CHRONIQUE. Hier soir, je me suis fait suivre par un inconnu, au point où j’ai eu sincèrement peur pour ma sécurité.
Un inconnu pas très grand, la barbe négligée, l’élocution boiteuse, qui ressentait le besoin viscéral de me dire que j’avais un «beau p’tit cul» et qu’il aimait bien me regarder marcher.
Qui ressentait le besoin de me suivre et de se coller sur moi, même si je lui ai dit de me laisser tranquille sèchement. À plusieurs reprises. Et qui, malgré le fait que j’ai exprimé très clairement (et d’un ton que j’espère plein de mépris) que je voulais marcher en paix et que ce qu’il disait ne m’intéressait pas, m’a forcée à sortir mon téléphone cellulaire et à être prête à composer le 911.
C’est quand j’ai haussé le ton qu’il m’a finalement distancée. Pourtant, j’ai vu qu’il m’attendait, l’autre côté du rond-point à l’intersection de la rue Montplaisir et du boulevard Saint-Charles. Si j’avais réussi à garder la tête froide jusque-là, c’est à ce moment précis que j’ai senti l’appréhension m’envahir. Je le répète, j’ai vraiment eu peur pour ma sécurité. Je me suis sentie comme un animal traqué.
Oui, c’était à Drummondville, vers 19h mercredi soir. Le trajet des deux ponts en est un que je fais régulièrement, à raison de deux à trois fois par semaine. Il est plutôt bien éclairé, et très fréquenté. Et Dieu sait que je n’avais rien demandé.
Pourquoi donc ai-je dû vivre cette expérience, ma foi, immensément désagréable ?
Parce que je suis une femme.
Et le plus triste, c’est que si vous demandez aux femmes de votre entourage, elles ont toutes déjà vécu des situations de harcèlement du genre.

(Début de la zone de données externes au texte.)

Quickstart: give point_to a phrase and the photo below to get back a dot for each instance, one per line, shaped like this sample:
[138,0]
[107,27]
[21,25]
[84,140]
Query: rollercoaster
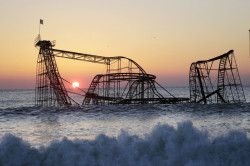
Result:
[126,82]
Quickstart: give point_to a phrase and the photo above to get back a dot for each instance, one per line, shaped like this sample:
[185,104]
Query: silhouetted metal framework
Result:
[216,84]
[125,81]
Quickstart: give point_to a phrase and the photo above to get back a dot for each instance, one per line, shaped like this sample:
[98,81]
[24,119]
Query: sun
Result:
[75,84]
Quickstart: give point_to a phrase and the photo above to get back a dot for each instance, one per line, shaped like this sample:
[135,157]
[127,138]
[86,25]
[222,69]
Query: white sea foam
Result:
[165,145]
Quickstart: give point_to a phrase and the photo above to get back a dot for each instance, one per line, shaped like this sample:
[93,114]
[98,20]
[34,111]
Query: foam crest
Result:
[165,145]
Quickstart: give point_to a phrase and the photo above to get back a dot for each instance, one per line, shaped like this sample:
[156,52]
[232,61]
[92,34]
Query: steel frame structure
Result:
[125,81]
[228,87]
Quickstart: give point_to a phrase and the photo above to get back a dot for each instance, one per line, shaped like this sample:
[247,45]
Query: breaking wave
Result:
[165,145]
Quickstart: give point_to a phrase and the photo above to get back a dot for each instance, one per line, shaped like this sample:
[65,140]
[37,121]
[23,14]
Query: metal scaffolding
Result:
[216,84]
[125,81]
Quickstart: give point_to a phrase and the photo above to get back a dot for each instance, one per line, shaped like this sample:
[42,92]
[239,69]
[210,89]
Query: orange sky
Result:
[163,36]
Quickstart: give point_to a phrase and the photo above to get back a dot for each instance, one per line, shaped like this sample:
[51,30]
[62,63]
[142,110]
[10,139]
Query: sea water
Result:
[179,134]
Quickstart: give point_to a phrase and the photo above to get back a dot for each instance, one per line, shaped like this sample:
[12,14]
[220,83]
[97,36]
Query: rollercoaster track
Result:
[125,81]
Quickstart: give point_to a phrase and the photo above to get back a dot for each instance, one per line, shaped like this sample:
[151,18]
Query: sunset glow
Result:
[75,84]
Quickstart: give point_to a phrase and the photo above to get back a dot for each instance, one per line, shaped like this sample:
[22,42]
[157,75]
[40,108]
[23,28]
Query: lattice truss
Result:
[125,81]
[216,80]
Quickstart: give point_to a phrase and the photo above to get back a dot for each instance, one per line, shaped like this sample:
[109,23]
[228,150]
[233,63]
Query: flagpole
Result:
[249,43]
[39,27]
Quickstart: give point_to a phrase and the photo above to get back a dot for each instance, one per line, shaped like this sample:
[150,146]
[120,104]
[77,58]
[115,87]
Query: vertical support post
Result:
[201,86]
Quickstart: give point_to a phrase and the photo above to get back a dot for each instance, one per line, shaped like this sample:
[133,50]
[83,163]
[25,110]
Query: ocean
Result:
[132,135]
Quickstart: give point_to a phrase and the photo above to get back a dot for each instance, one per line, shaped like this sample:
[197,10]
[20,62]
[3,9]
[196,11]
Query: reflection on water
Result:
[39,126]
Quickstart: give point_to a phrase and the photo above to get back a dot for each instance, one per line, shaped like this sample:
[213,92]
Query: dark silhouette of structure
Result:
[125,81]
[216,84]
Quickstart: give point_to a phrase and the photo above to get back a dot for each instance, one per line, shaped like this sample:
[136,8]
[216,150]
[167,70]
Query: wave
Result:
[164,145]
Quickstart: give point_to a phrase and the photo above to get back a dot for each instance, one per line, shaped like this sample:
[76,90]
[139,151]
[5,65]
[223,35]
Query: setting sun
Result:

Des regards insistants, des sifflements, des quolibets à connotation sexuelle, la liste est longue.
Non, ce ne sont pas des «compliments». Ce sont des comportements intolérables.
C’est aussi pour cela qu’une Journée de la femme a encore une raison d’être. Parce que, malgré tout, l’égalité est encore loin d’être atteinte. Je me le suis fait violemment rappeler hier soir.
Quand je suis entrée dans mon appartement et que je me suis surprise à guetter, à travers un coin de ma fenêtre, que l’inconnu ne traînait pas devant chez moi, je me suis demandé ce qui aurait pu se passer si je n’avais pas parlé. Si je n’avais pas eu mon téléphone à portée de main. Si je n’avais pas eu la bonne idée de faire un détour avant d’entrer chez moi.
J’ai aussi regretté, après coup, de ne pas avoir appelé les policiers. Il n’existe aucune donnée sur le harcèlement de rue, pour la simple et bonne raison qu’il n’est pas dénoncé. Et même si je me fends en deux, régulièrement, pour inciter les femmes à avoir recours aux autorités dans ce genre de situation, moi-même je n’y ai pas pensé.
Pourtant, ce n’est pas parce qu’on n’en parle pas que ça n’existe pas, croyez-moi.
La solution par excellence à ce genre d’abus est l’éducation : parler davantage de respect et de sexualité, dans les foyers et dans les écoles, peut certainement contribuer à enrayer ce type d’harcèlement. Il est important que jeunes et moins jeunes sachent que le harcèlement de rue est inadmissible, et qu’il y a bien d’autres façons plus respectueuses (et plus efficaces) de séduire.
Et à tous les passants, de Drummondville et d’ailleurs, et spécialement vous, cher monsieur qui m’avez entendue hausser le ton et repousser à grands coups de mots peu élogieux mon harceleur : lorsque vous voyez une situation comme celle-ci, agissez. Ne baissez pas les yeux.
L’égalité entre les sexes passe aussi par-là : l’action. La solidarité. Et la dénonciation.